# Recommending Music using the AudioScrobbler Dataset

To build a recommendation system using Spark and MLib using a dataset published by AudioScrobbler. This data is 500MB uncompressed and can be downloaded here- http://www-etud.iro.umontreal.ca/%7Ebergstrj/audioscrobbler_data.html

This is based on an exercise in the awesome book [Advanced Analytics with Spark](http://shop.oreilly.com/product/0636920035091.do). This is not intended to be a production ready application but instead a learning exercise. Chapter 3 of the book, entitled Recommending Music and the Audioscrobbler Data Set introduces readers to a recommendation algorithm Spark supplies called The Alternating Least Squares Recommender Algorithm.

## Technology Stack:

* Spark MLlib
* Scala

## Preparing Data

### Importing Data

In [1]:
val uadatapath="hdfs:///user/swethakolalapudi/audio/user_artist_data.txt"
val rawUserArtistData = sc.textFile(uadatapath)

Each line of the file contains a user ID, an artist ID, and a play count, separated by spaces. To compute statistics on the play count, we split the line by space, and the third (0-indexed) value is parsed as a number. The stats() method returns an object containing statistics like maximum and minimum.

In [9]:
rawUserArtistData.map(x => x.split(" ")(2).toDouble).stats()

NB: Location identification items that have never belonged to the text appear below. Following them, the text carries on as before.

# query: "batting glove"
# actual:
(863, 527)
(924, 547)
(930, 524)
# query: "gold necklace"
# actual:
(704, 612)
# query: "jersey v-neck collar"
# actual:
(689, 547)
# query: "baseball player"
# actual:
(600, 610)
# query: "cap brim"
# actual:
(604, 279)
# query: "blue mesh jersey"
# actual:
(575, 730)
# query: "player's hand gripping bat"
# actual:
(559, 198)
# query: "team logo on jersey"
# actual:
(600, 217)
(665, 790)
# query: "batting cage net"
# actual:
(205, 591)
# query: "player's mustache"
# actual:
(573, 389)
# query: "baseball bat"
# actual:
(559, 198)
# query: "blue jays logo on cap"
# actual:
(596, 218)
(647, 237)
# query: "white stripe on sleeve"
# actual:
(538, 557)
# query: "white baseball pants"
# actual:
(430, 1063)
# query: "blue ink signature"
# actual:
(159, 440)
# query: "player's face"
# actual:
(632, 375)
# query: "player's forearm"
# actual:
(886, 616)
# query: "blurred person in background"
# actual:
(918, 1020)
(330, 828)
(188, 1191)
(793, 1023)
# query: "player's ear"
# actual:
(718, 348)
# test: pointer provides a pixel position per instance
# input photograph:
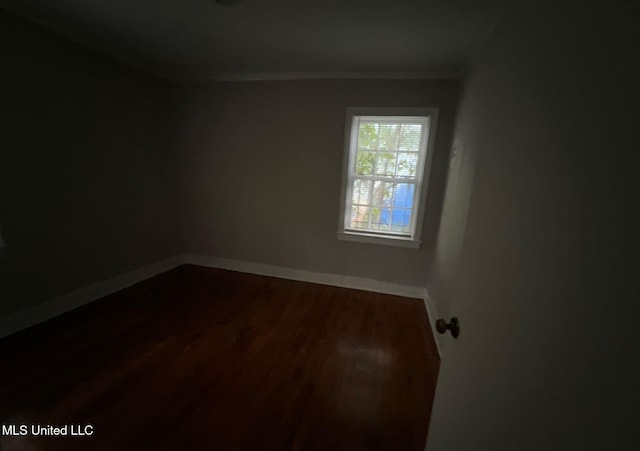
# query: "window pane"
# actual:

(count: 24296858, mean: 15.295762, stdev: 153.915321, max: 439771.000000, min: 1.000000)

The computed statistics that are printed reveal that the maximum play count is 439771 and mean is around 15. Total number of entries are around 24 million. The maximum play count could be an outlier.

In [2]:
import org.apache.spark.mllib.recommendation._

Some of the ratings may be just noise as the user may have listened to an artist a few times to give it a try. So, I will filter the ratings to include only very strong ratings. This will also help to reduce the number of records as ALS is very expensive computation wise.

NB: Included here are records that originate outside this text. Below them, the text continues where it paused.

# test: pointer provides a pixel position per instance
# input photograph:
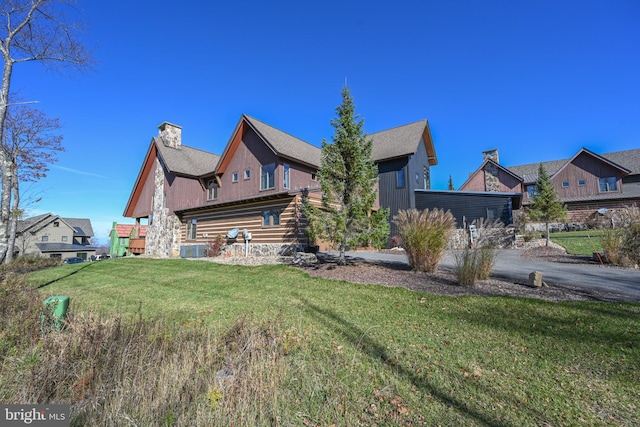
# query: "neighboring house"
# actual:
(588, 183)
(121, 238)
(50, 235)
(189, 196)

Creating an RDD of rating objects by filtering out ratings which are below 20. As this RDD may be used a number of times by ALS it is better to persist it.

In [4]:
val uaData=rawUserArtistData.map(_.split(" ")).filter(_(2).toInt>=20).map(x => Rating(x(0).toInt,x(1).toInt,x(2).toInt))
uaData.persist()

MapPartitionsRDD[5] at map at <console>:27

## Training

ALS has two methods: train and trainImplicit. SInce, our ratings are implicit, I use trainImplicit method.

In [6]:
val model=ALS.trainImplicit(uaData,10,5,0.01,1)
// 10 is the number of hidden factors that ALS should look for
// 5 is the max number of iterations ALS should go through
// lambda and alpha are set to 0.01 and 1

The model RDD returned by ALS has a recommendedProducts method. This method has input parameters as the user id and the number of recommedations needed for that user id.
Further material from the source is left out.